In the News

Here is some stuff in the news today...

[Content Note: Class warfare] This is what class warfare actually looks like: "A new Stateline analysis shows that in all 50 states, the percentage of 'middle-class' households—those making between 67 percent and 200 percent of the state's median income—shrunk between 2000 and 2013. The change occurred even as the median income in most states declined, when adjusted for inflation. In most states, the growing percentage of households paying 30 percent (the federal standard for housing affordability) or more of their income on housing illustrates that it is increasingly difficult for many American families to make ends meet."

[CN: Death by hanging; racism; eliminationism] Um. "FBI Supervisory Special Agent Jason Pack said the FBI and Mississippi Bureau of Investigation are on the scene where a man's body was found hanging from a tree by a bed sheet in the woods near Old Rodney Road. It is unclear if the death is a homicide or a suicide, as Coroner J.W. Mallett would not release any details, stating the death is under investigation." I know they have to say that, but the man is believed to be 54-year-old Otis Byrd, a black man who has been missing since March 2. This has all the hallmarks of a lynching.

[CN: Police brutality] Leaving aside the debate about whether body cameras worn by police officers would actually have a meaningful effect on reducing police brutality: "Lawmakers in nearly a third of the states have introduced bills to restrict public access to recordings from police officer-worn body cameras." Of course they have. Which states have introduced legislation and what that legislation looks like is detailed at the link.

[CN: Disablism; racism; carcerality] Abreham Zemedagegehu is a deaf man who is able to communicate only with sign language, and after he was arrested last year, he reports being denied an interpreter during the entire six weeks he was held. Further: "He was administered a tuberculosis shot without his consent, often went hungry because he couldn't hear alerts for mealtime, and was unable to call friends or an attorney because of inadequate technology in the jail." He was "placed in a cell alone and missed many meals because he couldn't hear the alerts for mealtime and no one explained that he had to push a button to open his cell door quickly after the alerts sounded." I feel like there's there's no way, NO WAY, that in a place where every move is scrutinized for excuses for further punishment that no one noticed he wasn't eating. And by that I don't mean that I think Zemedagegehu is lying; I mean I think that the people responsible for his well-being knew but didn't care that he wasn't.

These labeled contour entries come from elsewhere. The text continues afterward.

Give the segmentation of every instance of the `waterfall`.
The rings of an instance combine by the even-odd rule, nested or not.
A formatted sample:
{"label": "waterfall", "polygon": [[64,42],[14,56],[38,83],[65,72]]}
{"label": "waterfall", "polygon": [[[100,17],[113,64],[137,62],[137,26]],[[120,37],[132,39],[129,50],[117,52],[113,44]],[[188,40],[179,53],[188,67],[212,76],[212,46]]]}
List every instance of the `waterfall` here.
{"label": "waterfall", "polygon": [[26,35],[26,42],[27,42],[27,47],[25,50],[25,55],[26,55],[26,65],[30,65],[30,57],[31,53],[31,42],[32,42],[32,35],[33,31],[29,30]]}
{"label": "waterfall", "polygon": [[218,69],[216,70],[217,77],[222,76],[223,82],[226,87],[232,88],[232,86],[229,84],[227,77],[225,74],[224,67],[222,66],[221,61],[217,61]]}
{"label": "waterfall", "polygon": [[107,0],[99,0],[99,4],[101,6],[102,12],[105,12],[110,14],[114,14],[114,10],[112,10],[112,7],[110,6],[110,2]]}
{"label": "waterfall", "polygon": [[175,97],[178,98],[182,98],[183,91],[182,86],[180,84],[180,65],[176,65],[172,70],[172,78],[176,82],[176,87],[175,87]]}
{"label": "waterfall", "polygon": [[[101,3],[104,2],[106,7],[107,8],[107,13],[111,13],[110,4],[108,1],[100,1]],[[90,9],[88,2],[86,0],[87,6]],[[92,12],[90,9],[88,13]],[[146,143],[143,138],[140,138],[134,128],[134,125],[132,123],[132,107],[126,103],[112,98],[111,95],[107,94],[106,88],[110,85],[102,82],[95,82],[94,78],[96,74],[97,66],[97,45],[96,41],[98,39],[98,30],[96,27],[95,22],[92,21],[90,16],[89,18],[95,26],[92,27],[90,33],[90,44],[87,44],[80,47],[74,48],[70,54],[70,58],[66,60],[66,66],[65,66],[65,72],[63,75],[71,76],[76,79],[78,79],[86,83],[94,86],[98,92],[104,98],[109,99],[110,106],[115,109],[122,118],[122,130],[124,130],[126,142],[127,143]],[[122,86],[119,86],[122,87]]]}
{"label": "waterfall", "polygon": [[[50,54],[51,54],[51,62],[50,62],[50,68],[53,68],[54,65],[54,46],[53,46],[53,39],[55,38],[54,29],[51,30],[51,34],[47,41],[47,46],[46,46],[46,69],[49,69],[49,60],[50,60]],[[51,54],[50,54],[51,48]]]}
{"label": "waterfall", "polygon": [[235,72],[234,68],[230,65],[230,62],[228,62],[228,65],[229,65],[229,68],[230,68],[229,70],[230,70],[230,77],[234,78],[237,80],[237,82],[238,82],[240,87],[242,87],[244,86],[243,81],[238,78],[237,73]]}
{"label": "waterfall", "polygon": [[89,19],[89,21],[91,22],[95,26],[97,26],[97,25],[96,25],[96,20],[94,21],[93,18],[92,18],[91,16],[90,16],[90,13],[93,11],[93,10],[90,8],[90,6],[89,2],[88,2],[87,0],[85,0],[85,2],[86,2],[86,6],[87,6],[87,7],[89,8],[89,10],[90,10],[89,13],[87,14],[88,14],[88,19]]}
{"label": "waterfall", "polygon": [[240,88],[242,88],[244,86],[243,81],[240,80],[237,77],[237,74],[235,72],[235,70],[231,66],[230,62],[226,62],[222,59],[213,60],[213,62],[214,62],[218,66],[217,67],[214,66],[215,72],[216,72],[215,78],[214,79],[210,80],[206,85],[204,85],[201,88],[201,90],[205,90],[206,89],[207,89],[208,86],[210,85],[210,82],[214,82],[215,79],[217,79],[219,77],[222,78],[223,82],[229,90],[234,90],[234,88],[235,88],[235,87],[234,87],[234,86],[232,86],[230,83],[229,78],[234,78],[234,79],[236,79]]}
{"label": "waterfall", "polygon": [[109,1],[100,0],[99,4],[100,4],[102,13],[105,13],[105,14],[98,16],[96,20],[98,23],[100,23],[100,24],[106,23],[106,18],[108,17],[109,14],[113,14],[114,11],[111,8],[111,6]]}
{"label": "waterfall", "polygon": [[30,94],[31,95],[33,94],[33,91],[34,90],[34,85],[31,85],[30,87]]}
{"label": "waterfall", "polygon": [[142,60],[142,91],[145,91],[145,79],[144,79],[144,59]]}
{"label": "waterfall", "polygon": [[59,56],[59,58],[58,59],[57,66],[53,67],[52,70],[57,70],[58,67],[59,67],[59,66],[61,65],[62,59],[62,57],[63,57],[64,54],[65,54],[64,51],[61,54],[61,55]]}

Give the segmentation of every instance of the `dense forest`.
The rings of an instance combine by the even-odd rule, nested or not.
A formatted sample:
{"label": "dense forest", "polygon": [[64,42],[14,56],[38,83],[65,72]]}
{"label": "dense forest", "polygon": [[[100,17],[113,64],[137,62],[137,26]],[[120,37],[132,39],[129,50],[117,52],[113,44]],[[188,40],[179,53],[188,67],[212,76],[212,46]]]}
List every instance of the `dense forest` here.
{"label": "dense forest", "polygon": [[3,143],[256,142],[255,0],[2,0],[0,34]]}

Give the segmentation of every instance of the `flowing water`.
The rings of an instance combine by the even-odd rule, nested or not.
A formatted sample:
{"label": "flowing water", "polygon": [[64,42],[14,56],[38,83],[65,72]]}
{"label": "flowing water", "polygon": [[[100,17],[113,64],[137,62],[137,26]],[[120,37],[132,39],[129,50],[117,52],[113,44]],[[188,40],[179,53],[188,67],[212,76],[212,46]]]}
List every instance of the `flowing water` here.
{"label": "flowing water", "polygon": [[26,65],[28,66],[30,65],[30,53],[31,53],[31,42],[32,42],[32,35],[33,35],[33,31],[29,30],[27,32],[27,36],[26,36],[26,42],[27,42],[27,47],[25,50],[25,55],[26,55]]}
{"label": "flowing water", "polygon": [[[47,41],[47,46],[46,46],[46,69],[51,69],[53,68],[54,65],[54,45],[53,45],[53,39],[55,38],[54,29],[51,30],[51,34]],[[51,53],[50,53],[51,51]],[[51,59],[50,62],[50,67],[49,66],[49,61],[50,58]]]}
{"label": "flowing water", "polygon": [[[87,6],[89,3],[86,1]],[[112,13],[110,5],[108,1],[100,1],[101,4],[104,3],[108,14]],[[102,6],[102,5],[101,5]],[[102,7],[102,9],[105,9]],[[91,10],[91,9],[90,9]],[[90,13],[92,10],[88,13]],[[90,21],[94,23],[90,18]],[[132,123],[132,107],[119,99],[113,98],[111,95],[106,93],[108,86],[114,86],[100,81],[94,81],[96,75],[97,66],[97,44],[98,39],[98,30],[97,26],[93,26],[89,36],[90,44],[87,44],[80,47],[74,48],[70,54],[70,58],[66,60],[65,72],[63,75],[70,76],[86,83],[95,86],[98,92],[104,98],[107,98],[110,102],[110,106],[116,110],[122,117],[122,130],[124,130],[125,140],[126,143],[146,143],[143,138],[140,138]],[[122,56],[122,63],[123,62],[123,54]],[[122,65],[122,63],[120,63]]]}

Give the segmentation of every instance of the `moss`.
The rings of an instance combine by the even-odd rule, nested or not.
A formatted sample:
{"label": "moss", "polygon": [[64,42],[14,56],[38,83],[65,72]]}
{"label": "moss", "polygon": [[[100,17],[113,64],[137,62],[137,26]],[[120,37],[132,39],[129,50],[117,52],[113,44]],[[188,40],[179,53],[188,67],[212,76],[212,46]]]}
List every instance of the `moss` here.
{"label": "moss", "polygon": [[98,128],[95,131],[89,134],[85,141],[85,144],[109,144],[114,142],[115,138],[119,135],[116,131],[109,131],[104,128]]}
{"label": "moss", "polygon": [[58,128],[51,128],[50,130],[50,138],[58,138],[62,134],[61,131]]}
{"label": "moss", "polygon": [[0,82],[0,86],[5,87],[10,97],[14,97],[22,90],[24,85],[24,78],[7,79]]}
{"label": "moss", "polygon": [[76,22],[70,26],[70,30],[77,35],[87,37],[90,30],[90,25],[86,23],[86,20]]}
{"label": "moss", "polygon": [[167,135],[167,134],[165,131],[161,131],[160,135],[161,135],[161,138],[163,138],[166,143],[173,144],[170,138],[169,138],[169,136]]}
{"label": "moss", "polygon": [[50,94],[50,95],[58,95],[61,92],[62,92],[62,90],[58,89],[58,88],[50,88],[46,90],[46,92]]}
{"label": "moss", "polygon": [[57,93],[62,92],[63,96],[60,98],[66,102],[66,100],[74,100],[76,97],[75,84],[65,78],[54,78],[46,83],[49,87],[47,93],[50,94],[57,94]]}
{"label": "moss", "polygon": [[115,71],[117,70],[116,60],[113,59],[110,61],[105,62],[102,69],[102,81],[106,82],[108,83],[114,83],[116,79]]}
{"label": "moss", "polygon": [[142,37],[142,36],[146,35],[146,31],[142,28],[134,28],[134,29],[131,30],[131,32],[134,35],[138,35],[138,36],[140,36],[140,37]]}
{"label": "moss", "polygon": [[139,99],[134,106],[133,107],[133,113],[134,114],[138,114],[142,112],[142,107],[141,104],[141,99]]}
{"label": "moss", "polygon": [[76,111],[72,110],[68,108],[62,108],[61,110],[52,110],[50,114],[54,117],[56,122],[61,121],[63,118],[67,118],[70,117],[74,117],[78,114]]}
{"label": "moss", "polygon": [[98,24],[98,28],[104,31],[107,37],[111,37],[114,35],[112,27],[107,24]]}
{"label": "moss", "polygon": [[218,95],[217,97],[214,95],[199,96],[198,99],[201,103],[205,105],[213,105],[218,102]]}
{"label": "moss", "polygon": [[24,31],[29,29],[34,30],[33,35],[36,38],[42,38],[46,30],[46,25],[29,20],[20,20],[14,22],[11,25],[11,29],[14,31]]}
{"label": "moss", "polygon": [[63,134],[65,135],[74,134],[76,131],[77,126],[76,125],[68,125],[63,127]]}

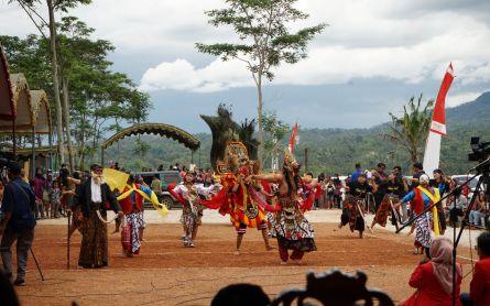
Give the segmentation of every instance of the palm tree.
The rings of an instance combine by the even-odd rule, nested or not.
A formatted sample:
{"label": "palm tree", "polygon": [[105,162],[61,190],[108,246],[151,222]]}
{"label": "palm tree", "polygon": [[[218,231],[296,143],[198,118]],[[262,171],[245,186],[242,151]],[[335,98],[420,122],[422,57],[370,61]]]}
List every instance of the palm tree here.
{"label": "palm tree", "polygon": [[398,118],[390,112],[391,123],[389,132],[382,134],[384,139],[389,139],[399,144],[410,153],[412,164],[422,156],[422,146],[428,135],[428,128],[432,121],[432,109],[434,100],[428,100],[423,109],[421,109],[422,94],[417,102],[412,97],[409,101],[409,110],[403,107],[403,116]]}

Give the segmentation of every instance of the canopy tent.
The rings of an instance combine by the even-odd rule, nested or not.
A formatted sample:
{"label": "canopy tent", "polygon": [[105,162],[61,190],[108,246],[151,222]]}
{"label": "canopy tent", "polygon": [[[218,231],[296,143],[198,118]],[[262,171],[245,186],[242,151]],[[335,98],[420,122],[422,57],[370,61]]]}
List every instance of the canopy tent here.
{"label": "canopy tent", "polygon": [[52,134],[51,109],[44,90],[31,90],[34,131],[36,134]]}
{"label": "canopy tent", "polygon": [[[31,133],[34,124],[34,113],[32,111],[31,91],[29,90],[28,80],[23,74],[10,75],[13,91],[13,108],[15,133]],[[0,132],[11,132],[12,120],[0,119]]]}
{"label": "canopy tent", "polygon": [[175,141],[178,141],[179,143],[184,144],[186,147],[190,149],[194,153],[197,149],[200,146],[200,141],[195,138],[194,135],[187,133],[186,131],[176,128],[174,125],[165,124],[165,123],[141,123],[135,124],[130,128],[123,129],[116,134],[113,134],[111,138],[107,139],[102,145],[101,145],[101,157],[102,157],[102,165],[104,165],[104,153],[105,150],[110,146],[112,143],[132,135],[138,134],[155,134],[161,136],[166,136],[170,139],[173,139]]}
{"label": "canopy tent", "polygon": [[[12,83],[6,54],[0,46],[0,119],[12,121],[15,119]],[[12,125],[12,123],[10,123]]]}

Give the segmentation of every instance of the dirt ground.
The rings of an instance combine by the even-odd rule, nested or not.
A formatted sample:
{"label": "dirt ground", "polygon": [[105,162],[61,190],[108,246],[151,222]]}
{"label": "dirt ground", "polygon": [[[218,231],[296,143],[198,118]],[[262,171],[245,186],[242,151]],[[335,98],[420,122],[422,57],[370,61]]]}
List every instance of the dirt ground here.
{"label": "dirt ground", "polygon": [[[113,226],[109,226],[109,232]],[[307,272],[339,267],[346,272],[362,270],[368,286],[379,287],[395,302],[407,298],[414,289],[407,285],[421,255],[412,253],[413,237],[377,229],[360,240],[347,228],[334,223],[314,223],[317,252],[307,253],[302,265],[281,265],[277,250],[265,251],[261,233],[249,229],[242,254],[233,255],[236,234],[228,225],[204,225],[195,249],[179,241],[179,225],[150,225],[144,231],[141,253],[123,258],[120,236],[110,234],[109,267],[77,267],[80,234],[70,243],[70,270],[67,270],[66,227],[37,226],[33,251],[41,264],[42,282],[32,258],[29,259],[28,285],[19,287],[23,305],[209,305],[216,292],[232,283],[261,285],[274,298],[281,291],[303,287]],[[272,245],[276,241],[272,240]],[[470,256],[469,248],[459,254]],[[475,254],[473,254],[475,255]],[[470,261],[460,259],[464,273]],[[471,274],[464,280],[468,291]]]}

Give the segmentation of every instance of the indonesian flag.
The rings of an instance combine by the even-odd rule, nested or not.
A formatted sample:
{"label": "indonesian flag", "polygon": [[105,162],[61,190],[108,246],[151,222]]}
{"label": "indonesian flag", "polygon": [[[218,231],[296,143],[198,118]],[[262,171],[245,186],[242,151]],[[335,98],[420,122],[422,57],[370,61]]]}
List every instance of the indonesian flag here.
{"label": "indonesian flag", "polygon": [[444,75],[443,84],[440,85],[439,94],[437,94],[436,106],[432,114],[431,131],[440,135],[446,135],[446,95],[455,78],[453,70],[453,63],[447,67]]}
{"label": "indonesian flag", "polygon": [[287,149],[290,150],[290,153],[293,153],[294,151],[294,142],[296,140],[297,134],[297,122],[294,124],[293,133],[291,134],[290,144],[287,145]]}

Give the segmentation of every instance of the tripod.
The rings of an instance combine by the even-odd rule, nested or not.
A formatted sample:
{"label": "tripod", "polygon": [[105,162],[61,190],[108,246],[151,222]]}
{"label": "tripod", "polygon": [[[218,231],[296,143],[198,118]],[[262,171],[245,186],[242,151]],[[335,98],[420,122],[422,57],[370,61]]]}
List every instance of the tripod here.
{"label": "tripod", "polygon": [[[478,167],[477,167],[478,168]],[[406,228],[407,226],[412,225],[415,220],[417,220],[418,218],[421,218],[422,216],[425,215],[425,212],[431,211],[436,205],[438,205],[439,203],[442,203],[444,199],[448,198],[451,195],[455,195],[456,192],[460,192],[462,189],[462,187],[467,186],[471,181],[473,181],[478,175],[480,174],[480,172],[478,172],[477,174],[475,174],[472,177],[470,177],[469,179],[467,179],[465,183],[462,183],[461,185],[459,185],[458,187],[456,187],[454,190],[451,190],[450,193],[448,193],[447,195],[445,195],[443,198],[440,198],[437,203],[434,203],[433,205],[431,205],[429,207],[427,207],[426,209],[424,209],[421,214],[418,214],[418,216],[416,216],[415,218],[412,218],[411,220],[409,220],[407,222],[405,222],[400,229],[398,229],[395,232],[399,233],[400,231],[402,231],[404,228]],[[477,196],[480,194],[480,192],[482,190],[482,184],[487,184],[487,193],[489,193],[489,188],[488,188],[488,182],[490,177],[490,172],[482,172],[482,175],[480,176],[480,178],[478,179],[477,183],[477,187],[475,189],[475,193],[471,197],[471,200],[468,205],[468,208],[472,207],[475,204],[475,200],[477,198]],[[456,203],[454,204],[455,207],[454,209],[454,215],[456,216]],[[454,243],[453,243],[453,306],[456,305],[456,249],[458,247],[459,240],[461,239],[461,234],[462,231],[467,225],[467,220],[469,217],[469,209],[466,210],[465,216],[462,218],[461,221],[461,227],[459,229],[459,233],[456,236],[456,220],[454,223],[454,232],[453,232],[453,239],[454,239]]]}

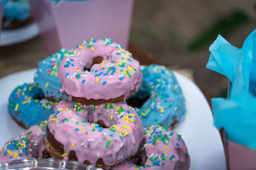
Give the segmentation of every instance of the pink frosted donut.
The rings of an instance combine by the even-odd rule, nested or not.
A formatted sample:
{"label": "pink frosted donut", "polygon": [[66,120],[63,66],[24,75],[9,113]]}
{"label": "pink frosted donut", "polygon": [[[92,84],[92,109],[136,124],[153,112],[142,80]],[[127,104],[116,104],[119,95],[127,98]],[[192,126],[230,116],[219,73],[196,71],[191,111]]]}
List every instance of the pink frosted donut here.
{"label": "pink frosted donut", "polygon": [[125,103],[85,105],[63,101],[55,111],[44,144],[59,159],[109,168],[136,153],[143,138],[141,121]]}
{"label": "pink frosted donut", "polygon": [[0,163],[12,160],[45,157],[43,144],[47,122],[31,126],[25,132],[8,140],[0,150]]}
{"label": "pink frosted donut", "polygon": [[190,157],[181,135],[159,125],[144,129],[143,146],[113,170],[188,170]]}
{"label": "pink frosted donut", "polygon": [[138,61],[109,38],[84,41],[65,54],[58,69],[62,88],[83,104],[124,101],[141,83]]}

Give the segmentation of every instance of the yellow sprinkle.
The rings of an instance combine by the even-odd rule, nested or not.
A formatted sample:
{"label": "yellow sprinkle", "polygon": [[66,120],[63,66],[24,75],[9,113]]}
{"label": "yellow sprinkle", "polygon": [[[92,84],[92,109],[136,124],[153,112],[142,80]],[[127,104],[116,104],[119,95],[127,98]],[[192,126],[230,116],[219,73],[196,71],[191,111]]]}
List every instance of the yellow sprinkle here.
{"label": "yellow sprinkle", "polygon": [[114,128],[115,128],[115,129],[118,129],[119,130],[119,131],[120,131],[121,132],[122,132],[122,129],[120,129],[119,127],[118,127],[117,126],[116,126],[116,125],[113,125],[113,126]]}
{"label": "yellow sprinkle", "polygon": [[119,133],[119,134],[120,134],[122,137],[124,136],[124,135],[123,135],[122,133]]}
{"label": "yellow sprinkle", "polygon": [[129,134],[128,131],[125,129],[125,132],[127,134],[127,135]]}
{"label": "yellow sprinkle", "polygon": [[22,104],[26,104],[26,103],[29,103],[29,102],[30,102],[29,100],[24,101],[24,102],[22,102]]}
{"label": "yellow sprinkle", "polygon": [[55,65],[53,66],[52,69],[55,69],[56,67],[57,67],[57,64],[55,64]]}
{"label": "yellow sprinkle", "polygon": [[118,111],[119,108],[120,108],[120,106],[118,106],[118,107],[116,108],[116,110]]}
{"label": "yellow sprinkle", "polygon": [[122,125],[122,128],[128,129],[132,129],[132,128],[131,127],[125,126],[125,125]]}
{"label": "yellow sprinkle", "polygon": [[46,83],[45,87],[47,88],[49,86],[49,82]]}
{"label": "yellow sprinkle", "polygon": [[13,158],[15,158],[18,156],[18,153],[15,152],[13,153],[13,155],[14,155]]}
{"label": "yellow sprinkle", "polygon": [[17,111],[18,109],[19,109],[19,104],[16,104],[15,109],[14,110]]}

[CN: Racism; White Supremacy; slurs; violence] Tracy Clayton has written a powerful essay on being "one of few black students at a small college in Kentucky in the early 2000s. Every day I was reminded just how unwelcome I was there."

[CN: War on agency] Andrea Grimes on how increasing restrictions on abortion are "Changing the Way People Think About Self-Induced Abortions."

[CN: Christian Supremacy; homophobia] John Wright with more on the garbage "religious freedom" legislation expected to pass in Indiana next week.

[CN: Anti-choice terrorism; war on agency] A year after Susan Cahill's All Families Healthcare clinic was destroyed, the clinic still has not reopened "and its proprietor, Susan Cahill, has been out of work for a year. Patients were shifted to new health care providers, and the Flathead Valley lost its only clinic willing to perform abortions. ...For Cahill, her future is in limbo: Unable as of yet to find a space in the valley willing to rent to her, she says she can't continue her practice as a physician's assistant, even though she has decided to stop performing abortions. 'I promised my family I wasn't going to be a martyr; I've had enough. Which doesn't make me feel particularly happy,' Cahill said."

[CN: Abuse of homeless people; religion] I would say this is unbelievable, but, of course, it isn't: "St Mary's cathedral, home of the Catholic archbishop of San Francisco, has been scrambling to explain itself after local media revealed that it had installed water sprinklers above its doorways that were dousing homeless people seeking shelter in the alcoves there. Officials of the archdiocese hastily began the process of dismantling the sprinklers after the local CBS franchise, KCBS Radio, revealed that homeless people and their belongings were routinely being soaked by the automated system. The anti-homeless technique has been deployed outside commercial properties in several major cities, including San Francisco, but its use by an institution devoted to the tradition of the good Samaritan has proved more contentious." More contentious. Fucking hell. My friend sent this to me with the note: "tax. the. church." Yeah. It's long past time to revisit the church's tax exempt status.

Wow: "18 Amazing Images from NASA's Hubble Space Telescope." Stunning.

Johanna Basford's adult coloring book, Secret Garden, "inspired by Scotland's Brodick Castle Gardens, where her grandfather was the head gardener," has sold over a million copies. And I can see why. Extraordinary.

Say hello to my little NOPE! "Universal is moving forward with its Scarface remake." I cannot get on board with this unless the new filmmakers promise to make the new one as PERVASIVELY PINK as the original.

And finally! March is Dolphin Awareness Month, so here are some fun facts about dolphins to celebrate one of the coolest animals in the seas!